How to calculate SHA-256 checksum of S3 file content in memory

2.3k Views Asked by At

I'm looking to compute the sha256 checksum of an image file located in S3 without writing it to disk.

I have tried the code below:

  const data = (
    await getS3().getObject({ Bucket: bucketName, Key: fileName }).promise()
  ).Body.toString('utf-8');

  logger.info(`File data: ${data}`);
  const sha256 = createHash('sha256');
  sha256.update(data);
  const hex = sha256.digest('hex');
  logger.info(`SHA256 HEX: ${hex}`);

The value of hex matches the same as other browser based tools (e.g. https://emn178.github.io/online-tools/sha256_checksum.html) if I use a basic .txt file, but when I use an image file (.png), I am getting a different value.

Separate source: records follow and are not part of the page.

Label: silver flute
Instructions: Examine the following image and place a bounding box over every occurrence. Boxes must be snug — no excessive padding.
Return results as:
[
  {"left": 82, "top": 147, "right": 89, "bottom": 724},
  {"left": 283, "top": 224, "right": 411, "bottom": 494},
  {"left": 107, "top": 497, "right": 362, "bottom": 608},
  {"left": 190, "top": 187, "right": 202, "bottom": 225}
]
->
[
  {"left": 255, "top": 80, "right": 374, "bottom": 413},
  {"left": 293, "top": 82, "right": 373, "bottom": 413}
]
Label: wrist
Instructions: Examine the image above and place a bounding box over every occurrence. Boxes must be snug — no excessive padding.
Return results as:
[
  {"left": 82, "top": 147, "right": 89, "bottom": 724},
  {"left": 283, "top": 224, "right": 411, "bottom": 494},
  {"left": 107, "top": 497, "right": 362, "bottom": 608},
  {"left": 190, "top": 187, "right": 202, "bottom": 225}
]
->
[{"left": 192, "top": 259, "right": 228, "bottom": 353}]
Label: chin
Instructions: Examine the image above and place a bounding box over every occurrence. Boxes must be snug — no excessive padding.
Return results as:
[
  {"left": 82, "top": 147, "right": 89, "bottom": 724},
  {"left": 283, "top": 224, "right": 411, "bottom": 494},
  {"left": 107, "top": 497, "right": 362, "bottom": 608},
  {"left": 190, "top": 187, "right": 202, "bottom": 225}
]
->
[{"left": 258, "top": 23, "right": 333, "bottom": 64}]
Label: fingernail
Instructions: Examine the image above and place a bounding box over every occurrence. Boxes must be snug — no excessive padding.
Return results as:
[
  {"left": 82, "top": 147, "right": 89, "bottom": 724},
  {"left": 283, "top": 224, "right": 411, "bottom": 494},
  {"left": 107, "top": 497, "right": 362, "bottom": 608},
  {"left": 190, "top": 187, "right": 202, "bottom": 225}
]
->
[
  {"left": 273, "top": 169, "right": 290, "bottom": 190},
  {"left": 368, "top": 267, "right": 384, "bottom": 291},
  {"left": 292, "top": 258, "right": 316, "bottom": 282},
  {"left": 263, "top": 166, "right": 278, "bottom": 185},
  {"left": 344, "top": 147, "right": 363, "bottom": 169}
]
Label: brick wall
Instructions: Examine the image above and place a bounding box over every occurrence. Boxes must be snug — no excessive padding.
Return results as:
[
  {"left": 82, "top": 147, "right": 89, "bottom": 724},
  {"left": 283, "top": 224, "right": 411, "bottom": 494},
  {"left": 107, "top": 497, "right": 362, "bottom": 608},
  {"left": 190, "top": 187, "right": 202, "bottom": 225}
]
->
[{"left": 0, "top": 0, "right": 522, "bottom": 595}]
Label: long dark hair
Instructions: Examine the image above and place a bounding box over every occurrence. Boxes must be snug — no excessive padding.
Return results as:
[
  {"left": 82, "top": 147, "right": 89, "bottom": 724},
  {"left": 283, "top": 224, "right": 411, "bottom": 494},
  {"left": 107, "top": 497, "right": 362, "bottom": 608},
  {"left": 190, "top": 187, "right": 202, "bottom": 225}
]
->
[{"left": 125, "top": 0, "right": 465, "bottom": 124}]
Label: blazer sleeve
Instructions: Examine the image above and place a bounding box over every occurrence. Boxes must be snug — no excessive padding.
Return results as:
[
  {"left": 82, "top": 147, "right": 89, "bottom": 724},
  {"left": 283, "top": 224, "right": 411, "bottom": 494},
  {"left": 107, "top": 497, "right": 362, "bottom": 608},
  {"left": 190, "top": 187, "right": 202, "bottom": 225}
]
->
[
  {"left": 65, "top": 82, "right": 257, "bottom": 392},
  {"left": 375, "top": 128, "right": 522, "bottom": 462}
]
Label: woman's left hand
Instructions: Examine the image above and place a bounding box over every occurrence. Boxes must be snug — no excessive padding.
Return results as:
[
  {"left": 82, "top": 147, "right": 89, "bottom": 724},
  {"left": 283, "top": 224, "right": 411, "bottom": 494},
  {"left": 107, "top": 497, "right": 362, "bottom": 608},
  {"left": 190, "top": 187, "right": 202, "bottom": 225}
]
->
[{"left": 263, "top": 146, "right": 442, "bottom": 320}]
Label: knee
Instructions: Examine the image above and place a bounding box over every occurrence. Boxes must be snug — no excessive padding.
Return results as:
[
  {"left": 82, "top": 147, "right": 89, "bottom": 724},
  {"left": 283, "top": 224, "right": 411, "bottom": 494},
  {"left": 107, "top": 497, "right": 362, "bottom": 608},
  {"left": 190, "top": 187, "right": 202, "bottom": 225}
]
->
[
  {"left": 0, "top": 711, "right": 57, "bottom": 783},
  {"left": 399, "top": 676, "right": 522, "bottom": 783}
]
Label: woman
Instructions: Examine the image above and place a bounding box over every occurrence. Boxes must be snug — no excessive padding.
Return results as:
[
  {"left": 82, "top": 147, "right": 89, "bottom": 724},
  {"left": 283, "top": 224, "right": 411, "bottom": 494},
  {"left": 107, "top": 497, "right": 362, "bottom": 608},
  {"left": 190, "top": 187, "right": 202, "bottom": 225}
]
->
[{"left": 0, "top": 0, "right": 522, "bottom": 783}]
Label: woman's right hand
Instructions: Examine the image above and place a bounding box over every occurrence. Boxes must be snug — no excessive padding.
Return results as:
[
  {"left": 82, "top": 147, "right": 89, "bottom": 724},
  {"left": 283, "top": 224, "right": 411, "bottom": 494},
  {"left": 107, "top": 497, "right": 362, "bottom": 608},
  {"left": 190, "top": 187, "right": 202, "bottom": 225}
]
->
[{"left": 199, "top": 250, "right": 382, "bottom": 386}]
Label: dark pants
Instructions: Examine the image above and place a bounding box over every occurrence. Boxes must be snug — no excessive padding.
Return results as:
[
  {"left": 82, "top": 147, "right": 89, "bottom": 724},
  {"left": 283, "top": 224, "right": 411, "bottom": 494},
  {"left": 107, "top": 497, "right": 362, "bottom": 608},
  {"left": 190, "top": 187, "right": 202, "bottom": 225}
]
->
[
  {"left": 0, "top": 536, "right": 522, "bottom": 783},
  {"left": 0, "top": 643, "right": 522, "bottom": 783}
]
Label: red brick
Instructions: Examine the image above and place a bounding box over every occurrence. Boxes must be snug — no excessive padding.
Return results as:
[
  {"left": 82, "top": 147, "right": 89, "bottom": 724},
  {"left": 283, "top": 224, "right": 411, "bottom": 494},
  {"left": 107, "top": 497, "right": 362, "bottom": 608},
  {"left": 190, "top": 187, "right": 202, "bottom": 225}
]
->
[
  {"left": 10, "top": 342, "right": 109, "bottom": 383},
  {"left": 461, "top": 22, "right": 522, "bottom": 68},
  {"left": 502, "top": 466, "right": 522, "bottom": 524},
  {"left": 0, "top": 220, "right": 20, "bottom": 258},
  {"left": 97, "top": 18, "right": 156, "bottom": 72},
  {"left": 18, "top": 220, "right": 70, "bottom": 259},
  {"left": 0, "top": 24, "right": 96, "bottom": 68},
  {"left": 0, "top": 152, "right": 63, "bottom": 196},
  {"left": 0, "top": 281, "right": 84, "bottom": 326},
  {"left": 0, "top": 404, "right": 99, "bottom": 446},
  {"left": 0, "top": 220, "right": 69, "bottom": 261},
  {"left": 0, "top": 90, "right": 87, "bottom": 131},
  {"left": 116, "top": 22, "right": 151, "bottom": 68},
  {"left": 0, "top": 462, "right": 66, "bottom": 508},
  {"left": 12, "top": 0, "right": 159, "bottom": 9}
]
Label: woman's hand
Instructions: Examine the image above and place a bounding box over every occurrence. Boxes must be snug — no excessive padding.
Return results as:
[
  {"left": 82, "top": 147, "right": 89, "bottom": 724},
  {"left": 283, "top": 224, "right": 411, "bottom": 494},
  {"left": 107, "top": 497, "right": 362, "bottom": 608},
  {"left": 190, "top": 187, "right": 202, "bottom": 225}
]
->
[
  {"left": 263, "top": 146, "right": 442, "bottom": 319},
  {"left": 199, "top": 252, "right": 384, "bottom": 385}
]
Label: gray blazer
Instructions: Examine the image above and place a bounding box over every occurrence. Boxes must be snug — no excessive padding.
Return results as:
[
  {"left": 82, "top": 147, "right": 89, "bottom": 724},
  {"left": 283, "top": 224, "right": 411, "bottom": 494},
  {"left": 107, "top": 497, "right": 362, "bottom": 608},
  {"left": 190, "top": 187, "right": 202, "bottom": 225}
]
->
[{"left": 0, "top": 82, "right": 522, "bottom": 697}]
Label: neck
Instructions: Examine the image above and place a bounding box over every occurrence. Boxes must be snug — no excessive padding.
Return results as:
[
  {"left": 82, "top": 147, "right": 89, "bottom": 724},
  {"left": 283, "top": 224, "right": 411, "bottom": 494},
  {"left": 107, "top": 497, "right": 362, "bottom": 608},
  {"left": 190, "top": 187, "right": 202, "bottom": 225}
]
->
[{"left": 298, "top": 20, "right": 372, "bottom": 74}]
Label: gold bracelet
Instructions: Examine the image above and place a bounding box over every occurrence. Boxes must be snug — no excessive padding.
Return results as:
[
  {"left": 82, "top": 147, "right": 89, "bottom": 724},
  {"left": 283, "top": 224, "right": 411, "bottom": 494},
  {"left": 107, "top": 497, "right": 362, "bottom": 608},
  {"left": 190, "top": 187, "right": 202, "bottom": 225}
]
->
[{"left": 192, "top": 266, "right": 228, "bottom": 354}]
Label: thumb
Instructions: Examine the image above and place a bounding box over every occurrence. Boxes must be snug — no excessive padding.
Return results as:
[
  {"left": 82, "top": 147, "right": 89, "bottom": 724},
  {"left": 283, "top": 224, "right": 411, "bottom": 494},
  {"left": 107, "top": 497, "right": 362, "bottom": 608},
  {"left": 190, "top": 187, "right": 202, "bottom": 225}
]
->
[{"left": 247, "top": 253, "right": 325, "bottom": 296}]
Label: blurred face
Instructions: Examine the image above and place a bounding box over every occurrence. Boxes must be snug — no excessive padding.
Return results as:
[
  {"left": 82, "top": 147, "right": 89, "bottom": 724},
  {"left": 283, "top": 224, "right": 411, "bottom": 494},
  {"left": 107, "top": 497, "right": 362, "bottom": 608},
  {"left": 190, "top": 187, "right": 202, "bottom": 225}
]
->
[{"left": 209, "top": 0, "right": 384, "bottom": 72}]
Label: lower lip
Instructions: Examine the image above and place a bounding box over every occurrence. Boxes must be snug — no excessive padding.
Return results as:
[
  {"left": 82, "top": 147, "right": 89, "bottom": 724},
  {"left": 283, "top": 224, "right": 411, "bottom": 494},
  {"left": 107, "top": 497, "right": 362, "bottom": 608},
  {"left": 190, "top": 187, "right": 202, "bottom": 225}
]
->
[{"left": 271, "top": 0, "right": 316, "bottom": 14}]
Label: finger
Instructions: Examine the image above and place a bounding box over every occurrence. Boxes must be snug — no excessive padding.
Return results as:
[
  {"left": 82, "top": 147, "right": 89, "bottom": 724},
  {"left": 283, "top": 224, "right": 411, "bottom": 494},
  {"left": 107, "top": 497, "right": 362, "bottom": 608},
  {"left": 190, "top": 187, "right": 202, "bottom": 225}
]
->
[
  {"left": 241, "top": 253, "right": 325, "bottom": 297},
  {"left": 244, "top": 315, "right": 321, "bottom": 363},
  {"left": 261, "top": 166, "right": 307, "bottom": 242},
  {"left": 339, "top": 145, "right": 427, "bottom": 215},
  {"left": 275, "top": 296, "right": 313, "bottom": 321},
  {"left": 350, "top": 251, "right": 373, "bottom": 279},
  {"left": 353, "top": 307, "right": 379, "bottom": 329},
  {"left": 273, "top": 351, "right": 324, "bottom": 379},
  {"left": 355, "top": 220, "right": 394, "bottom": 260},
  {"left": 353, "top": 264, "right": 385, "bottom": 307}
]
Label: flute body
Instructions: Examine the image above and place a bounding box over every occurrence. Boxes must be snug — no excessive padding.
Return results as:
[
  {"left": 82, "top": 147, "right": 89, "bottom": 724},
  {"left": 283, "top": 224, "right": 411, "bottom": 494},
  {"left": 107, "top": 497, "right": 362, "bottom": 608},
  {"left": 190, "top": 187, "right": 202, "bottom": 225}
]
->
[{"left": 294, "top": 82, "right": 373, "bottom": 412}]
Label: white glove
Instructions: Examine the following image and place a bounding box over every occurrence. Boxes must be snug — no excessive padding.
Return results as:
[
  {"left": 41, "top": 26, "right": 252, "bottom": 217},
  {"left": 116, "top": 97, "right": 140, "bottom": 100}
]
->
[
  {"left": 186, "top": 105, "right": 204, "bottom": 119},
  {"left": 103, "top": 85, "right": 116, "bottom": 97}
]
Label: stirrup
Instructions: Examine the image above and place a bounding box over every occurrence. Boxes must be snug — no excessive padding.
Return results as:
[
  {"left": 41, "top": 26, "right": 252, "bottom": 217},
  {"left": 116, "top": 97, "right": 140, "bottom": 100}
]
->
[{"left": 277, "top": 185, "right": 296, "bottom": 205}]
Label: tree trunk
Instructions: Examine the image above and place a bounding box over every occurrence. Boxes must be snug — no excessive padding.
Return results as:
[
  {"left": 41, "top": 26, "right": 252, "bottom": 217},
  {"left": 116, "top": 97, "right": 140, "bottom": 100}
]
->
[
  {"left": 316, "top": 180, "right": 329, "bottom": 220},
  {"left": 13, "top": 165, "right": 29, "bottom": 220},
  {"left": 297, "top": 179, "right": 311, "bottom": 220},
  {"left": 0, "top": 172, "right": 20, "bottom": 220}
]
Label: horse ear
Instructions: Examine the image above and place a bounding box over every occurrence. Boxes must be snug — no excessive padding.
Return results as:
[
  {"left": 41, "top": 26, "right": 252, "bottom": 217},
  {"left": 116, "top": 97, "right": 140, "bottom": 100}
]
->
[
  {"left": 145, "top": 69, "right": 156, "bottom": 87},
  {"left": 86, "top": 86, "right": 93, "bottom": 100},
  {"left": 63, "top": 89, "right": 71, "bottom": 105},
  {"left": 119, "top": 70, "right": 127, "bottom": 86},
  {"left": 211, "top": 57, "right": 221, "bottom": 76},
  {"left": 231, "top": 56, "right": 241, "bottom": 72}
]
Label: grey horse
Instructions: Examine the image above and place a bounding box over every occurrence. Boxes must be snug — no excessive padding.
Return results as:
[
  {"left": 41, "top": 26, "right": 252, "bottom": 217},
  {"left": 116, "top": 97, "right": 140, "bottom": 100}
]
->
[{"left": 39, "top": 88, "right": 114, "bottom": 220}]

Any ideas what I could be doing wrong?

I also tried using

const data = (
    await getS3().getObject({ Bucket: bucketName, Key: fileName }).promise()
  ).Body.toString('binary');

still the sha256 is different.

I think maybe I need to use S3.getObject(params).createReadStream() but I don't know why that would make a difference.

1

There are 1 best solutions below

1
Cole Omni On

I eventually got the solution here by using a read stream instead of the promise version of getObject:

  return new Promise((resolve, reject) => {
    const hash = createHash('sha256');
    const stream = S3.getObject({ Bucket: bucketName, Key: fileName }).createReadStream();

    stream.on('data', (d) => hash.update(d));
    stream.on('end', () => {
      const digest = hash.digest('hex');
      logger.debug(`SHA256: [${digest}]`);
      resolve(digest);
    });
    stream.on('error', reject);
  });